By tacit agreement, we saved the Quad for last. Neither of us said, Here's where we first learned we weren't necessarily alone. Neither of us needed to say anything.
C. was game for anywhere. She would have followed a dart thrown at a world map. I told her how beautiful B. was, how full and alive. Leaving seemed like a story we told each other, then lived as it unfolded. How they skipped town together and relocated, with nothing but a $4,100 bank check to their names. How they rode for twenty-two hours on the Lake Shore Limited, next to an enormous gentleman who warned them of the dire consequences of reading.
How they arrived at South Station in bleak, freezing drizzle. How they stood soaked in grime-coated twilight, trying to find a bus stop. How she burst into tears: Where have you taken me?
Even hardship felt like a giggle. An adventure. I would have pitched permanent base camp in a war zone with that woman. And I made her feel safe, for a while. As if even this wrong turn were part of an ingenious thread. We were young then, and would live forever. All those disasters, bad judgments, breakages, mistakes: we protected each other, simply by insisting we were still together and happy. That nothing mattered but care.

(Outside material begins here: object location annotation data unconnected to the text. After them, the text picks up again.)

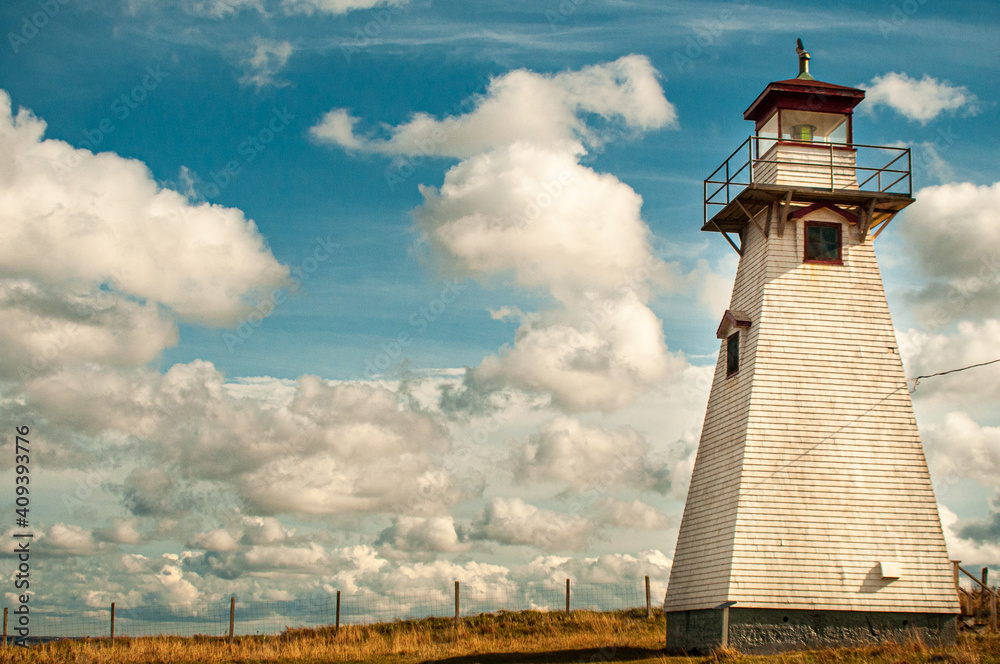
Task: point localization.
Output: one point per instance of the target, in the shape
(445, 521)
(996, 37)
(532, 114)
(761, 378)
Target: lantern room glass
(813, 126)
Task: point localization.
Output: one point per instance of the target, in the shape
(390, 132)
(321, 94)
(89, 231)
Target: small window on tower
(823, 242)
(732, 354)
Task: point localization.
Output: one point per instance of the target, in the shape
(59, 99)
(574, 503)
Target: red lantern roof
(804, 95)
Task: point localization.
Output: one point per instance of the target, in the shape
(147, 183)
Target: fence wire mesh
(263, 617)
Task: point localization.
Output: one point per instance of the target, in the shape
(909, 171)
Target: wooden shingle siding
(810, 470)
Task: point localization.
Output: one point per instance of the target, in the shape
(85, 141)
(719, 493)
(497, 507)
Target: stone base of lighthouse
(767, 631)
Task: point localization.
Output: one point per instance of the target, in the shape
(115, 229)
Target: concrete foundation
(766, 631)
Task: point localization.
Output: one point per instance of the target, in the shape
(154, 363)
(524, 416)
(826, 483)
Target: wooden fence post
(232, 617)
(649, 601)
(457, 607)
(336, 630)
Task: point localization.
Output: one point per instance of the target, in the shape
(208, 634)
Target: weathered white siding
(817, 165)
(810, 469)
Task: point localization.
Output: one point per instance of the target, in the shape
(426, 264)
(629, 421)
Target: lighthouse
(810, 519)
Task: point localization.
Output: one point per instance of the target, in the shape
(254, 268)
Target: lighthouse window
(732, 354)
(823, 243)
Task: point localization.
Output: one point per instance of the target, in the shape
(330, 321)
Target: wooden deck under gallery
(748, 204)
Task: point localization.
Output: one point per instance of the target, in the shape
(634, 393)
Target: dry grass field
(528, 637)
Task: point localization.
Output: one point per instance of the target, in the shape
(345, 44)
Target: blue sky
(224, 101)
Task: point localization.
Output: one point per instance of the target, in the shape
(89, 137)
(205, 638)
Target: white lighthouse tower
(810, 519)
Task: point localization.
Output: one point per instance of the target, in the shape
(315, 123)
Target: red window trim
(840, 243)
(739, 359)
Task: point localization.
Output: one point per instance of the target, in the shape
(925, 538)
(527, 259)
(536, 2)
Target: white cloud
(524, 106)
(122, 531)
(270, 57)
(337, 126)
(551, 223)
(969, 551)
(310, 7)
(223, 8)
(329, 449)
(634, 515)
(521, 206)
(423, 534)
(68, 540)
(921, 100)
(588, 458)
(953, 234)
(215, 540)
(93, 250)
(970, 343)
(515, 522)
(960, 448)
(264, 530)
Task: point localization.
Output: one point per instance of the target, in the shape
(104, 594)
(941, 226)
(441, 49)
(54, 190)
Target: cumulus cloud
(547, 111)
(589, 458)
(521, 206)
(329, 449)
(969, 343)
(68, 540)
(310, 7)
(921, 100)
(98, 262)
(122, 531)
(953, 233)
(215, 540)
(424, 534)
(632, 515)
(513, 521)
(270, 57)
(966, 547)
(959, 448)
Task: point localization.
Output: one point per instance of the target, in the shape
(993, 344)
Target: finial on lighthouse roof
(803, 61)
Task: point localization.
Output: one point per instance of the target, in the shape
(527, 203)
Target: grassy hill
(528, 637)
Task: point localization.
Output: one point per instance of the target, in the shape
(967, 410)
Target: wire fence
(358, 608)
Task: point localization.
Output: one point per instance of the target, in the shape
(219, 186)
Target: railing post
(832, 180)
(909, 174)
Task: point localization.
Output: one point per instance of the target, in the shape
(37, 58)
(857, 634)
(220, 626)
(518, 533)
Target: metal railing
(875, 168)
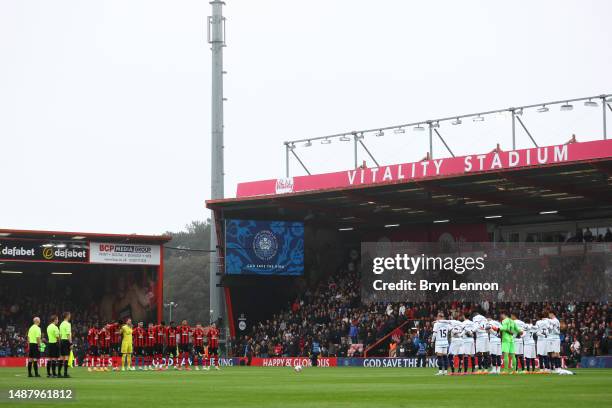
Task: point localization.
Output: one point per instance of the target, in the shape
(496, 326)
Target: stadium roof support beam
(525, 128)
(444, 142)
(299, 161)
(554, 188)
(477, 196)
(430, 209)
(368, 152)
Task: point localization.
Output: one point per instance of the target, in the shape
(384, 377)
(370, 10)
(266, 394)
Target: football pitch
(322, 387)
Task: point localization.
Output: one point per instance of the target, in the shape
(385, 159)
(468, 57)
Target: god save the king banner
(396, 173)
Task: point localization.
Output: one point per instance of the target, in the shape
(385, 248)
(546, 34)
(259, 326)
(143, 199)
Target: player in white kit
(468, 348)
(542, 328)
(441, 331)
(495, 346)
(554, 341)
(519, 344)
(482, 342)
(529, 347)
(455, 345)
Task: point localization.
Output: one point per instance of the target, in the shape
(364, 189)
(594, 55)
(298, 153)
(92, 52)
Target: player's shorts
(171, 349)
(542, 347)
(442, 348)
(508, 347)
(34, 351)
(64, 348)
(467, 348)
(529, 350)
(159, 348)
(126, 348)
(455, 347)
(554, 346)
(495, 348)
(482, 345)
(53, 350)
(518, 346)
(93, 351)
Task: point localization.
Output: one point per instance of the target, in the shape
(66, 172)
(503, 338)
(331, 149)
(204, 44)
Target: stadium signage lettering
(440, 167)
(481, 162)
(134, 254)
(42, 251)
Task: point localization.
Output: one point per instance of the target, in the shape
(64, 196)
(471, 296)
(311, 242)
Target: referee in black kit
(53, 338)
(34, 339)
(65, 345)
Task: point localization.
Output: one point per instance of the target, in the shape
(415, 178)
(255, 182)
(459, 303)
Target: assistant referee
(34, 347)
(53, 338)
(65, 345)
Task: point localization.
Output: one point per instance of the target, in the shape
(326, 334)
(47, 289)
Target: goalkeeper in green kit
(508, 330)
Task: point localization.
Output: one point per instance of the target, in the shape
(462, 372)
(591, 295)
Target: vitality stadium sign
(428, 169)
(42, 251)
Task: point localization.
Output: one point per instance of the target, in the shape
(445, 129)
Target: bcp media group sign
(117, 253)
(33, 250)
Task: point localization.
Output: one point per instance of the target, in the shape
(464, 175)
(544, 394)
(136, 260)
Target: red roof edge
(88, 235)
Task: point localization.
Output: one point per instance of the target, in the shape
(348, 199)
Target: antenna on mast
(216, 37)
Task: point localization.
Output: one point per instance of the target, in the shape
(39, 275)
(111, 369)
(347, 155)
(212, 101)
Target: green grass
(322, 387)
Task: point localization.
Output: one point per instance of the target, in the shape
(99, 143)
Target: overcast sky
(105, 105)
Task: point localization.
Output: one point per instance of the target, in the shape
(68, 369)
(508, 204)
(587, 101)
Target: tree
(187, 272)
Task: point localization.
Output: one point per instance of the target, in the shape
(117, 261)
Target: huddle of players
(482, 341)
(59, 346)
(155, 343)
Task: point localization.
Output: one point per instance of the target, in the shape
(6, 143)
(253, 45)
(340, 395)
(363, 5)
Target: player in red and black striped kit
(139, 336)
(104, 344)
(93, 353)
(160, 331)
(198, 346)
(184, 332)
(213, 345)
(116, 338)
(151, 340)
(171, 342)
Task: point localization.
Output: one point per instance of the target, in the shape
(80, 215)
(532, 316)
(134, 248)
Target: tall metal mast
(216, 37)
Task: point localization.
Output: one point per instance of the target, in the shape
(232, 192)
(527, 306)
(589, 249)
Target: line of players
(157, 346)
(477, 344)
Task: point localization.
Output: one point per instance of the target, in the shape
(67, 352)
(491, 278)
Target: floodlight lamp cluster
(357, 136)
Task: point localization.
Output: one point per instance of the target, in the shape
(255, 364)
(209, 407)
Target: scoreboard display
(264, 247)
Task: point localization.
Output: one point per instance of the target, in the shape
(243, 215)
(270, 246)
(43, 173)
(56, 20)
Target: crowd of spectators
(332, 314)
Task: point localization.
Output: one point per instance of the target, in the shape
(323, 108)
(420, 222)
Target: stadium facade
(542, 194)
(117, 275)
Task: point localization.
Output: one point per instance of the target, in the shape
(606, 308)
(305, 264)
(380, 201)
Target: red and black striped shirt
(171, 336)
(198, 336)
(139, 337)
(213, 337)
(184, 332)
(92, 337)
(151, 336)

Now, sometimes, as I trained B or walked back from the Center at nights to my deserted bungalow, panic ambushed me. Some mental picture would trigger it — remembering I'd left the cognitive oven on with something in it. The slightest reminder reached out and laced my ribs. Someone was in trouble, trapped in front of a station in an unidentifiable city without cash, map, or language. And I could not buffer or save them. Someone pitching into free fall. Either me or my old friend.

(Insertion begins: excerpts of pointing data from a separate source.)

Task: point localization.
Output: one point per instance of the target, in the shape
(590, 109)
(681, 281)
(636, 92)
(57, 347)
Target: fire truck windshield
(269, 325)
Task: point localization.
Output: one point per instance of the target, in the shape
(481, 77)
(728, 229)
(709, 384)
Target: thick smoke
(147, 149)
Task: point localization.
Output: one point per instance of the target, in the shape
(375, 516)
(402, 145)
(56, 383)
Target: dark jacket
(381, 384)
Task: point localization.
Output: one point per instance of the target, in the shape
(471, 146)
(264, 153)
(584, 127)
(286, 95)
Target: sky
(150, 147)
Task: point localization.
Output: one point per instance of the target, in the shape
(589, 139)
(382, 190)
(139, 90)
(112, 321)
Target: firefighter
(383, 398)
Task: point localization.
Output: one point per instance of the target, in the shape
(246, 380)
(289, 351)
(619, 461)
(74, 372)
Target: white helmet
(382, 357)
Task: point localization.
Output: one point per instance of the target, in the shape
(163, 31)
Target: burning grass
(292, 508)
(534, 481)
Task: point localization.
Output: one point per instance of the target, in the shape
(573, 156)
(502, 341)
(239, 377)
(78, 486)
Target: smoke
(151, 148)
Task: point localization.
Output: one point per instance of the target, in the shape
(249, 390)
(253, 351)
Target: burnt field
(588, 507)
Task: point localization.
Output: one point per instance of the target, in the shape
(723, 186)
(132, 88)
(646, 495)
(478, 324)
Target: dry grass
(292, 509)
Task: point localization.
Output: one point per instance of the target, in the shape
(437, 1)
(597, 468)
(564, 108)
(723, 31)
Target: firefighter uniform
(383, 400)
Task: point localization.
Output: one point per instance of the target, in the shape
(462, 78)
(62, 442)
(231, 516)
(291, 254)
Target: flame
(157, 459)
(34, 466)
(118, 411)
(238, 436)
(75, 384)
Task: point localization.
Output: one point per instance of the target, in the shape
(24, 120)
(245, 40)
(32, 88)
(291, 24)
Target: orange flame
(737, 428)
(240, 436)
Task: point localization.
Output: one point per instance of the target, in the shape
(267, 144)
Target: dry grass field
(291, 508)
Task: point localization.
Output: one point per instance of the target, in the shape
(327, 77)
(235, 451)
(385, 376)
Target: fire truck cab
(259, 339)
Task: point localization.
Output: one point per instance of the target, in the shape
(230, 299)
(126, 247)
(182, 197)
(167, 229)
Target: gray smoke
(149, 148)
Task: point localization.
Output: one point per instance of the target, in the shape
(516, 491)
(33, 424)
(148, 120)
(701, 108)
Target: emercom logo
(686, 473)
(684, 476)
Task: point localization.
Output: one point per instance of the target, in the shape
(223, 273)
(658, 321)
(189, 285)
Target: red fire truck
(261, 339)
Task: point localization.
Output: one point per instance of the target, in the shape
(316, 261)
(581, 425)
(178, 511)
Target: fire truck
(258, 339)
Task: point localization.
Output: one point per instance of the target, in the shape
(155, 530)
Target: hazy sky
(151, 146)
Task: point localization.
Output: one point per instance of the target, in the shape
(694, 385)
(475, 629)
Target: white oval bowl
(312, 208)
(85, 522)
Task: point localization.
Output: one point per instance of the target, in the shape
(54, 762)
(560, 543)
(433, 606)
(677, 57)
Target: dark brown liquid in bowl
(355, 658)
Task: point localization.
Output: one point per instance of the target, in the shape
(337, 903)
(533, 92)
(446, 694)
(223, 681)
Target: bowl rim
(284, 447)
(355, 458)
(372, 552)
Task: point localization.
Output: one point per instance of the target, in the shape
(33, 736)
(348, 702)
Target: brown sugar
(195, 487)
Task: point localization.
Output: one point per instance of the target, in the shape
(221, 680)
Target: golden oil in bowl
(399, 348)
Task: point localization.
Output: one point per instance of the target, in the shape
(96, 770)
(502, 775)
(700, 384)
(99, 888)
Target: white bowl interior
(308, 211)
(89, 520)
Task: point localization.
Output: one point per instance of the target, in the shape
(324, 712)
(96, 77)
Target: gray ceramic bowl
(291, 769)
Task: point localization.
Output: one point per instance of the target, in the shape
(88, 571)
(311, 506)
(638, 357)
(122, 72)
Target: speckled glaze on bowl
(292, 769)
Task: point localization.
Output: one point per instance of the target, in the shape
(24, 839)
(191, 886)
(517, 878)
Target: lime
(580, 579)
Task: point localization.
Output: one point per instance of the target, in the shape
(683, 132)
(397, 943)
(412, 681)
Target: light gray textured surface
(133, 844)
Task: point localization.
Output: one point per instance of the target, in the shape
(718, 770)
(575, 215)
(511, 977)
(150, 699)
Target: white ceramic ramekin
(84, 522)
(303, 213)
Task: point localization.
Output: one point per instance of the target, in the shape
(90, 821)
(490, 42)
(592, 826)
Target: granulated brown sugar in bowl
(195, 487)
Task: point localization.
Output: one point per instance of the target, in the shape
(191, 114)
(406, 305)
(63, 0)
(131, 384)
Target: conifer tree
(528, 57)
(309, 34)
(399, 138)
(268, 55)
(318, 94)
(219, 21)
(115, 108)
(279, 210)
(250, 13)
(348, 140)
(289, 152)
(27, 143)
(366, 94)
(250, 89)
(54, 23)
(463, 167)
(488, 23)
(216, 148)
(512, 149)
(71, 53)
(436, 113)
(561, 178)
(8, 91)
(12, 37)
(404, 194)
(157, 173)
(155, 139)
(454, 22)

We settled into B. We found a place. We printed up résumés, complete with convincing Career Goals. Jobs, however anemic, dropped on us like a godsend. I took up work as a technical editor. C. guarded paintings at the Fine Arts.
My images of the two of us, in those early days, needed no gallery guard. C. and I, on our first Thanksgiving, dressing the ruinously expensive Cornish game hens when we didn't have two dimes to rub together. Listening, setless, to the sounds of the big game next door, holding our breath to hear who was ahead. That Christmas, crayoning a tree onto several sheets of newsprint and taping it to the apartment wall.
That much was almost cheating to remember. All I had to do was turn my eyes to some neutral screen — the wet leaves in the gutters as I walked, the fat gray cumulus — and I could see any scene from that year I could bear to look at. The focal trace that printed those pictures now lent its apparatus to the reverse process. Ouija-like, it retrieved from the file and held my attention on the reduced film of a place now past verifying.